Few Are Fun to Drive
There certainly are some sporty and fun subcompact crossovers out there – the Mazda CX-3 and Hyundai Kona top the list – but by and large it’s a pretty boring class of vehicle. Small cars, on the other hand, tend to lean in the opposite direction, feeling nimble and engaging; credit their lower ride heights (the Accent, at 140 mm, is 30 mm closer to the ground than the Venue) and tauter suspension for the difference.
While few shoppers in either segment are likely to put driver engagement at the top of their list of “must haves” these days, added responsiveness has benefits that extend beyond fun. While it’s not fair to call small sedans and hatchbacks safer vehicles outright, sharper handling and less top-heaviness have their advantages in the event an evasive manoeuvre is required.

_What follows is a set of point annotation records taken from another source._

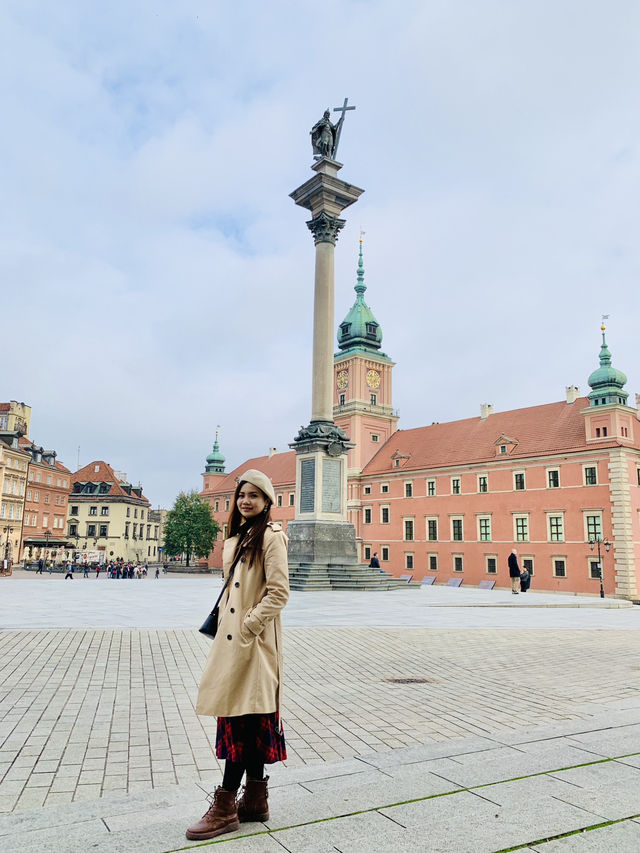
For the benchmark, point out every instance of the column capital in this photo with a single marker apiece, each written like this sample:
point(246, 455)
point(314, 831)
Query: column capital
point(325, 228)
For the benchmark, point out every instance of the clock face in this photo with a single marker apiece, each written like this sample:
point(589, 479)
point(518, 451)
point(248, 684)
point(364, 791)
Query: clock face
point(373, 379)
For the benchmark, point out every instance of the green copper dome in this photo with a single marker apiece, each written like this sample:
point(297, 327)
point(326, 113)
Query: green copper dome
point(215, 460)
point(606, 382)
point(360, 329)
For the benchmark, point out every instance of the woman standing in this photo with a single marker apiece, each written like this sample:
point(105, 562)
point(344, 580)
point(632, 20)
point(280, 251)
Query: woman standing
point(241, 682)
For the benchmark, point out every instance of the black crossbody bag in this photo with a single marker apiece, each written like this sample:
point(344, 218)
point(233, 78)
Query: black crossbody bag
point(210, 625)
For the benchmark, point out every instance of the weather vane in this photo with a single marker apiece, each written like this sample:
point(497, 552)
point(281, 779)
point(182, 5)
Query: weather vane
point(325, 136)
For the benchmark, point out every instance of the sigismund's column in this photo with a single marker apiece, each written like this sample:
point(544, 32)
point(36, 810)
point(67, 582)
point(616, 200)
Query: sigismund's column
point(320, 533)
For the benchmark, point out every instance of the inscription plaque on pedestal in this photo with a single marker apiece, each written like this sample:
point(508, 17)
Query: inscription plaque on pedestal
point(331, 485)
point(307, 485)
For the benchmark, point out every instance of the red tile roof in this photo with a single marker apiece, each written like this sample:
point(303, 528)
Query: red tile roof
point(281, 470)
point(104, 474)
point(550, 428)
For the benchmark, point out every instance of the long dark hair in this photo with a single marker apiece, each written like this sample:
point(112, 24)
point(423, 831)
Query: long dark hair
point(251, 531)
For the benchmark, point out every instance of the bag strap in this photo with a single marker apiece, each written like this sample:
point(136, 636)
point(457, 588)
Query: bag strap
point(230, 575)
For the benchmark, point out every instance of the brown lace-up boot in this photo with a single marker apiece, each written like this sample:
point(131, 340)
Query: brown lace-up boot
point(253, 805)
point(221, 817)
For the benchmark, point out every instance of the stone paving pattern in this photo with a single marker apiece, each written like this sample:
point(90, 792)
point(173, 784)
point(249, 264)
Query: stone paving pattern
point(511, 736)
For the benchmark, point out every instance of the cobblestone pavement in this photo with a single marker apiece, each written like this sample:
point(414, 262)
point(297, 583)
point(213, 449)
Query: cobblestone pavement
point(92, 713)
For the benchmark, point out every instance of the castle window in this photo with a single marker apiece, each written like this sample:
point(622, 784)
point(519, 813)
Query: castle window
point(591, 476)
point(456, 529)
point(556, 528)
point(484, 529)
point(559, 567)
point(521, 523)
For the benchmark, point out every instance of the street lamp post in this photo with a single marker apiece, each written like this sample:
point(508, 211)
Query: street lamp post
point(8, 531)
point(592, 543)
point(47, 537)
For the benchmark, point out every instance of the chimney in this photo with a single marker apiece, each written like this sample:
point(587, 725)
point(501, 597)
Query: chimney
point(486, 409)
point(573, 392)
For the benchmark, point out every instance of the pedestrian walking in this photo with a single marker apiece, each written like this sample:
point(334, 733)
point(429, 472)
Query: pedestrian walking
point(514, 571)
point(242, 680)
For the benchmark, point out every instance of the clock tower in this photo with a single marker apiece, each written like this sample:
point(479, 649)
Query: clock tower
point(362, 381)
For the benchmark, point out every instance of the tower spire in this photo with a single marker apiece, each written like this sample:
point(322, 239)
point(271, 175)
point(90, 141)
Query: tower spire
point(606, 383)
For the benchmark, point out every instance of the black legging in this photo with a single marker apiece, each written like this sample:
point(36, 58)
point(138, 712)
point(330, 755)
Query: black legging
point(234, 771)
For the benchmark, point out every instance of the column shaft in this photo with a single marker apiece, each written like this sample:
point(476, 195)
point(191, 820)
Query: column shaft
point(323, 312)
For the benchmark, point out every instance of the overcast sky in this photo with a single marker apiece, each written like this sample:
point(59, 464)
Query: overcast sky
point(157, 280)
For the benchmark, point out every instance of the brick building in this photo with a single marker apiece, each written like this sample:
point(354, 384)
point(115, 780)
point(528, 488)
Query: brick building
point(453, 499)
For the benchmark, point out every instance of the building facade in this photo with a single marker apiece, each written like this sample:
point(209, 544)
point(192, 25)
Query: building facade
point(44, 530)
point(14, 464)
point(110, 517)
point(453, 499)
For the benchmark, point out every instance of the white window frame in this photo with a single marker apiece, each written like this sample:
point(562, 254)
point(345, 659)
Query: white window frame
point(485, 517)
point(562, 557)
point(488, 557)
point(555, 514)
point(429, 518)
point(516, 516)
point(459, 518)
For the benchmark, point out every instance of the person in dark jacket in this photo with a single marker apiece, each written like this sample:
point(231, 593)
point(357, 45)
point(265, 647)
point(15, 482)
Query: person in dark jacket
point(514, 571)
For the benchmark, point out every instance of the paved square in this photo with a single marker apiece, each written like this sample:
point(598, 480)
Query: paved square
point(432, 699)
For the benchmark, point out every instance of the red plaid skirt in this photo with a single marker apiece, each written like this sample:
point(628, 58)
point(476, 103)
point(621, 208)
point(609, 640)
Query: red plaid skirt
point(251, 737)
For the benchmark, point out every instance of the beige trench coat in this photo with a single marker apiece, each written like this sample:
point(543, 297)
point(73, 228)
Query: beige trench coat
point(243, 673)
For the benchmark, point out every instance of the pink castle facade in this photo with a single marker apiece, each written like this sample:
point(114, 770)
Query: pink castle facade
point(453, 499)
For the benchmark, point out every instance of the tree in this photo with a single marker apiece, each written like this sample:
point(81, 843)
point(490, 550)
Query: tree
point(190, 527)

They Can’t Compete on Price
The 2020 Hyundai Venue is – at least for the time being – the most affordable crossover in Canada. A starting price of $17,099 before freight and fees undercuts the next cheapest on the list, the Nissan Kicks, by a couple grand and comes with in-demand features like heated front seats, an eight-inch touchscreen infotainment system, and Apple CarPlay and Android Auto smartphone connectivity. That is, however, about it. No, the base Venue isn’t as stripped out as a Nissan Micra, so stuff like air conditioning and power windows and locks are included, but it doesn’t include cruise control, and buyers will be forced to shift their own gears (or pay $1,300 more for an automatic transmission).
Moving up to the Venue Preferred adds $4,400 to the price tag but brings with it some impressive content. For $21,499, it comes with an automatic transmission, blind-spot monitoring, lane-keep assist (though it’s a terrible system), automatic emergency braking with pedestrian detection, keyless entry with push-button start, and a heated steering wheel. It’s an impressive package for the money.
At $22,599 before tax, the Venue Trend is likely to be a popular landing place for buyers, with most of the same features as the Preferred – though without the lane-keeping or automatic braking – as well as bigger alloy wheels, a sunroof, and an available styling pack that adds contrasting accents inside and out. Finally, a top-of-the-line Ultimate gets all that and more (minus the optional styling package) for its $24,899 MSRP.
While none of that pricing is outlandish – in fact, compared to most crossovers it’s all pretty reasonable – it can’t touch the Accent’s budget-friendliness. The cheapest Accent doesn’t get the same stuff as the base Venue, but it’s priced accordingly at $14,949. Ditto the Accent Preferred, which lacks the advanced safety equipment of the equivalent Venue but costs $17,899 before freight and fees ($1,250 more for an automatic transmission). Then there’s the Accent Ultimate. Decked out with most of the same features found in the top-of-the-line Venue, the most expensive Accent has a sticker price of $21,649, undercutting the smallest Hyundai crossover by $3,250 before tax.
Those with their hearts set on a crossover aren’t likely to be put off by the price premium of the Venue, but those looking to maximize the bang for their buck will find a fun, efficient, and roomy ride in the Accent while saving a few bucks along the way.